GCTA for big datasets and sequencing data

carmen.ramoser · June 2, 2026, 7:35am

Thank you for the very interesting practical despite the problems.

Loic mentioned that GCTA should not be used for big datasets. I wanted to ask if it is possible to use it for a dataset of 70.000? As I understood the theory, GCTA gives the pedigree heritability as opposed to summary statistics, which will give the SNP heritability. I am interested in this difference. For this reason I also wanted to ask if anybody has experience with running gcta on sequencing data on the UKB RAP. How much computational resources would this take?

Thank you in advance!

maria.koromina · June 2, 2026, 5:59pm

I believe you can also use GCTA (GREML) to estimate SNP heritability but happy to see what people here think too.

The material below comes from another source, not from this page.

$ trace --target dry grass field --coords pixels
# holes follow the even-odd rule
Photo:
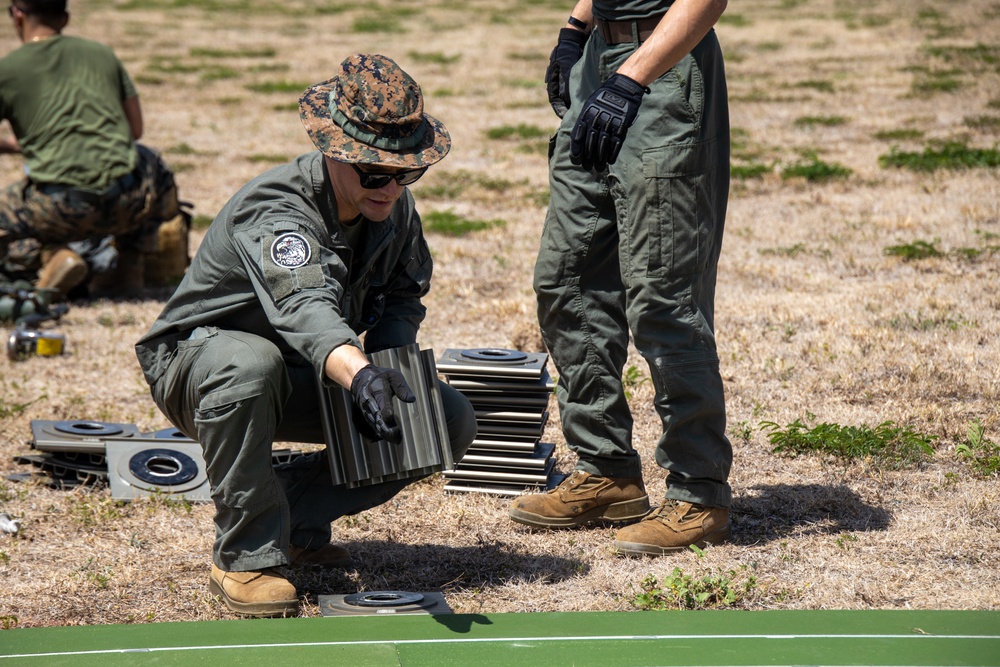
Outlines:
[[[541,78],[570,6],[72,0],[67,32],[116,49],[140,90],[144,142],[206,223],[251,177],[312,149],[301,90],[353,52],[395,58],[454,139],[413,188],[436,262],[421,345],[533,349],[557,124]],[[963,456],[988,464],[1000,443],[1000,2],[733,0],[717,31],[734,128],[717,298],[732,542],[622,559],[612,527],[531,532],[508,520],[509,500],[446,494],[436,476],[335,524],[355,568],[289,571],[303,616],[319,615],[317,595],[386,589],[440,590],[464,613],[625,611],[653,598],[1000,609],[996,462]],[[17,44],[0,35],[0,51]],[[21,166],[0,158],[0,182]],[[482,229],[436,231],[445,214]],[[0,474],[24,470],[12,457],[28,453],[33,419],[168,426],[132,350],[165,296],[75,302],[57,327],[65,356],[0,360]],[[648,370],[634,351],[627,370],[659,497]],[[545,439],[568,472],[551,411]],[[805,432],[822,444],[886,422],[933,452],[791,456],[771,441]],[[210,505],[0,477],[0,511],[22,521],[17,537],[0,534],[0,627],[235,617],[208,592]],[[713,595],[690,600],[684,587]]]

l.yengo · June 3, 2026, 2:00am

Thanks for the question, Carmen. I’d clarify that the issue with sample size applies to the GREML method. GCTA also implements Haseman-Elston regression, which scales quite nicely and therefore can be used with N=70k. GCTA can give you both pedigree-based or SNP-based heritability depending on the range of genetic relationships included in your analysis. If you only give it “unrelated” individuals then you’d get SNP-based heritability and if you include closer relatives (e.g., siblings, parent-children pairs) then your estimate will be closer to a pedigree-based method. Methods using GWAS summary statistics would generally only give you an estimate of SNP-based heritability. We used GCTA (or PLINK) to calculate GRMs in one of our recent papers (https://www.nature.com/articles/s41586-025-09720-6). Cost inference depends on how many SNPs and people you include in your analysis. You may need to budget for at least 1000 GBP for data processing.

carmen.ramoser · June 3, 2026, 12:21pm

Dear Loic,

thank you for your answer, this is very valuable to me! Indeed I would like to do something similar as you did in your paper.